Dundee aims to become UK's first 'living wage city'
Employers in the city have been urged to pay their staff a minimum of £9 an hour.
Employers have launched a plan to make Dundee the first "living wage city" in the UK.
The aim is to increase payment of the voluntary living wage of £9 an hour, which is more than £1 an hour above the statutory adult rate of £7.83.
An alliance of employers has been formed, including the city council, DC Thomson and the local chamber of commerce.
More than 50 employers in Dundee have already committed to paying their staff and subcontractors the living wage, covering a quarter of all workers in the city.
Clare Goff, of the Living Wage Foundation, said: "Major employers within Dundee are working together to improve the lives of citizens and boost the local economy by making a real living wage the norm.
"The Living Wage Foundation has launched the Making Living Wage Places scheme to recognise groups of local 'anchor' institutions which not only pay the living wage to their employers and contractors, but which also seek to use their power and influence to spread living wage accreditation through their local area."
The Scottish Government's fair work minister Jamie Hepburn said: "The significance of the living wage cannot be overstated.
"Evidence shows that paying it leads to increased productivity, better morale and lower sickness absence.
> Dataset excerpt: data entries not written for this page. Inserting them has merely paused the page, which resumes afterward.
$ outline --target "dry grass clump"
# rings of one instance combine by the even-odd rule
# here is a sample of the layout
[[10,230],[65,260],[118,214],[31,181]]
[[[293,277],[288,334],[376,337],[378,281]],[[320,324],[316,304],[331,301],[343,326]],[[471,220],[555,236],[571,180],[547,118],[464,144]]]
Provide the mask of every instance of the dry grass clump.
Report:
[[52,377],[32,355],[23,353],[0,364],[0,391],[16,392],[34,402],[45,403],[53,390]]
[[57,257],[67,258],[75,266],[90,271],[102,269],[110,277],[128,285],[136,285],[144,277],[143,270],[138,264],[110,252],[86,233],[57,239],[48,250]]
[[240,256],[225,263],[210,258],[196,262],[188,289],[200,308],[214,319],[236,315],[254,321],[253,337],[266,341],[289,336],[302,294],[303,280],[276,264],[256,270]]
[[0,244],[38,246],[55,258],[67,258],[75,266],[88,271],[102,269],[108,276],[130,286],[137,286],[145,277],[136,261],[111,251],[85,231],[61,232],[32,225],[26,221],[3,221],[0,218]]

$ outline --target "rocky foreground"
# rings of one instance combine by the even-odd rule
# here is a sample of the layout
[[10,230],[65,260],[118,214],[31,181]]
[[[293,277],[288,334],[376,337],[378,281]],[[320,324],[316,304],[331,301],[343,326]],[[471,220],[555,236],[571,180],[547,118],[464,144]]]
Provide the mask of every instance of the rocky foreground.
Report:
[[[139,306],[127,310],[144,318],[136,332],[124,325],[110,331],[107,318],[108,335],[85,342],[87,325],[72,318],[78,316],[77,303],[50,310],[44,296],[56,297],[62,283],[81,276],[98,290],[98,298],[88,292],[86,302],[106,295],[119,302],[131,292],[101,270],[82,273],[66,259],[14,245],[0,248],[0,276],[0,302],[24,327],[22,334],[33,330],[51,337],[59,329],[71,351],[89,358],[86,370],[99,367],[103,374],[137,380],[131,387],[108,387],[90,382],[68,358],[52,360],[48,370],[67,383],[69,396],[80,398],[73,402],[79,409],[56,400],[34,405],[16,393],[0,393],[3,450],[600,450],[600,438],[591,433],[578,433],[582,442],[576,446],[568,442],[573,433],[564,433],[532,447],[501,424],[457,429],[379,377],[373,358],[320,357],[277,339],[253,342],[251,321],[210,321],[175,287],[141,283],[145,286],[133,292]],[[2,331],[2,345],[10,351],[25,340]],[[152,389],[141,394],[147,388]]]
It also demonstrates to the world that an organisation is committed to treating its workforce well.
"While Scotland is making good progress in becoming a living wage nation, and punches well above its weight in terms of the proportion of people paid at least the living wage, more remains to be done.
"The Scottish Government is committed to doing everything in our power to put fair work and equality at the heart of our labour market."